Evoquant la situation de l’Union dans le domaine énergétique, le Commissaire letton admet que des progrès insuffisants ont été effectués en vue de la réalisation des objectifs fixés dans le Livre vert sur la sécurité de l’approvisionnement énergétique (publié en 2000) : « Nous n’avons pas fait preuve d’une très grande détermination,et n’avons pris que des mesures partielles en matière d’efficacité énergétique ».
Face aux défis auxquels se trouve confrontée la politique énergétique de l’Union (notamment la hausse des prix du pétrole, liée à la diminution des ressources disponibles et à l’instabilité géopolitique des régions de production), M. Piebalgs estime qu’il est plus que jamais nécessaire de mettre en oeuvre « des actions coordonnées au niveau de l’UE. »
Interrogé sur la modestie des fonds alloués à la recherche énergétique dans les propositions budgétaires de la Commissaire pour le 7ème programme -cadre (2,9 milliards d’euros, contre 12 milliards aux technologies de l’information et de la communication), le Commissaire Piebalgs renvoie au problème de la capacité du secteur à « consommer » ces fonds – en d’autres termes, le nombre de projets de recherche en matière énergétique est sans doute trop faible pour absorber une enveloppe plus importante. Quoi qu’il en soit, M. Piebalgs se satisfait de l’augmentation des fonds alloués à l’énergie dans le cadre du 7ème PC : « une hausse de 60% pour la recherche dans le domaine de l’énergie […] est un résultat plutôt correct. » Le Commissaire souligne également que le secteur privé doit fournir davantage d’efforts en matière de financement de la recherche : « Tant que nous continuerons à penser que les 3% de PIB alloués à la recherche doivent sortir de la poche des contribuables, nous serons en situation d’échec. Nous devons nous appuyer sur une contribution considérable des industriels », souligne-t-il.

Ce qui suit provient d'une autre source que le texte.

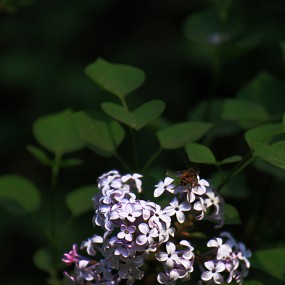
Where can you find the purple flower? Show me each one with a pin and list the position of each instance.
(126, 232)
(162, 186)
(224, 250)
(170, 256)
(178, 209)
(147, 234)
(214, 271)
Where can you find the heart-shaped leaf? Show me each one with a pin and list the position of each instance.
(262, 133)
(138, 118)
(274, 154)
(21, 191)
(231, 215)
(80, 200)
(56, 133)
(99, 133)
(200, 153)
(40, 155)
(270, 261)
(245, 113)
(118, 79)
(178, 135)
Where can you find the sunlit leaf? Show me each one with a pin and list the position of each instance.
(245, 113)
(274, 154)
(200, 153)
(79, 201)
(266, 90)
(40, 155)
(270, 261)
(262, 133)
(178, 135)
(138, 118)
(42, 260)
(20, 191)
(99, 133)
(56, 133)
(231, 215)
(118, 79)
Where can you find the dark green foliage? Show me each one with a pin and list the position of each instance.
(213, 98)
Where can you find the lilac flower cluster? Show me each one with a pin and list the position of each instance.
(230, 261)
(134, 230)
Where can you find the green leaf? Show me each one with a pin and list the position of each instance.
(203, 27)
(252, 282)
(230, 159)
(200, 153)
(79, 201)
(56, 133)
(118, 79)
(282, 46)
(274, 154)
(99, 133)
(231, 215)
(245, 113)
(270, 261)
(178, 135)
(42, 260)
(236, 188)
(266, 90)
(138, 118)
(40, 155)
(262, 133)
(21, 191)
(71, 162)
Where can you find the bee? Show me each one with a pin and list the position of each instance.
(187, 177)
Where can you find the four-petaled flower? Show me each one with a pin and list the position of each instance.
(214, 271)
(170, 256)
(147, 235)
(224, 250)
(126, 232)
(178, 209)
(164, 185)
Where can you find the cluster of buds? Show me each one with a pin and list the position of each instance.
(136, 231)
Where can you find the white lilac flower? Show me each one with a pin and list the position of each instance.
(201, 207)
(244, 254)
(158, 216)
(129, 212)
(89, 244)
(126, 232)
(136, 178)
(214, 271)
(168, 278)
(147, 235)
(213, 200)
(188, 253)
(198, 190)
(224, 250)
(170, 256)
(162, 186)
(177, 209)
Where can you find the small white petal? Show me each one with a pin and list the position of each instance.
(207, 275)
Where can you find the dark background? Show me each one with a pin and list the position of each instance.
(45, 46)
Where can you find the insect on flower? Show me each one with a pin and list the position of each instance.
(187, 177)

M. Piebalgs reconnaît également que trop peu d’efforts sont actuellement consentis pour permettre à l’UE de couvrir 12% de ses besoins énergétiques par le recours aux énergies renouvelables – objectif fixé pour l’horizon 2010 ; il s’engage à étudier les facteurs expliquant ces retards, et à prendre les mesures nécessaires pour accélérer le rythme des progrès requis.
Concernant le futur Livre vert sur l’efficacité énergétique, M. Piebalgs indique que ses services envisagent la possibilité d’introduire des objectifs de consommation d’énergie par habitant : « Nous pouvons nous fixer pour objectif une stabilisation de la consommation par habitant au sein de l’UE. Le volume de consommation énergétique croît actuellement au rythme de 0,6% par an. Il faudrait même que nous soyons en mesure de réduire les niveaux actuels. »

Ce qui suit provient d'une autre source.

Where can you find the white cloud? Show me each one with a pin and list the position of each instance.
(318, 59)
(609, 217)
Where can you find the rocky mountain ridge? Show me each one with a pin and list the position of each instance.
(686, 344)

Le Commmissaire Piebalgs justifie par ailleurs son intention de rouvrir le dossier du suivi du Livre vert sur la sécurité de l’approvisionnement énergétique en soulignant que le contexte a beaucoup changé depuis 2000 : d’une part, « il existe à présent des risques réels pesant sur l’approvisionnement énergétique » ; d’autre part, « les efforts actuellement réalisés dans les domaines des énergies renouvelables et de l’efficacité énergétique sont insuffisants » ; enfin, le Commissaire estime que, compte tenu de l’instabilité géopolitique régnant dans certaines régions, l’UE aurait tout intérêt à « élargir ses sources d’approvisionnement ».
Le Commissaire Piebalgs ne cache pas son inquiétude face au problème du niveau des réserves de pétrole. Rappelant que plusieurs grandes compagnies pétrolières ont été contraintes de revoir à la baisse le chiffre de leurs réserves disponibles, il souligne que « l’UE doit investir dans le développement de solutions adaptées à une époque où le pétrole s’avère être une ressource rare, en quantité insuffisante pour répondre à la demande. » M. Piebalgs se prononce notamment en faveur de la mise en place d’un système de contrôle plus fiable au niveau européen.
Interrogé sur l’avenir de l’énergie nucléaire en Europe, le Commissaire Piebalgs affirme que les Etats membres doivent être laissés libres de leurs choix en la matière. Il ne voit d’ailleurs pas la nécessité d’ouvrir un débat à l’échelle de l’Union sur un tel sujet : « Ouvrir un débat officiel ne sera d’aucune utilité. Les pays susceptibles d’avoir besoin [de ce type d’énergie] étudieront toutes les options s’offrant à eux et prendront leur propre décision. Je persiste à penser qu’il s’agit là d’un sujet relevant de la compétence des Etats membres, dans la mesure où les sensibilités dans ce domaine sont très fortes. » Pleinement souverains en matière nucléaire, les Etats doivent également être pleinement responsables : « Les pays qui produisent des déchets nucléaires doivent en assurer eux-mêmes la gestion. »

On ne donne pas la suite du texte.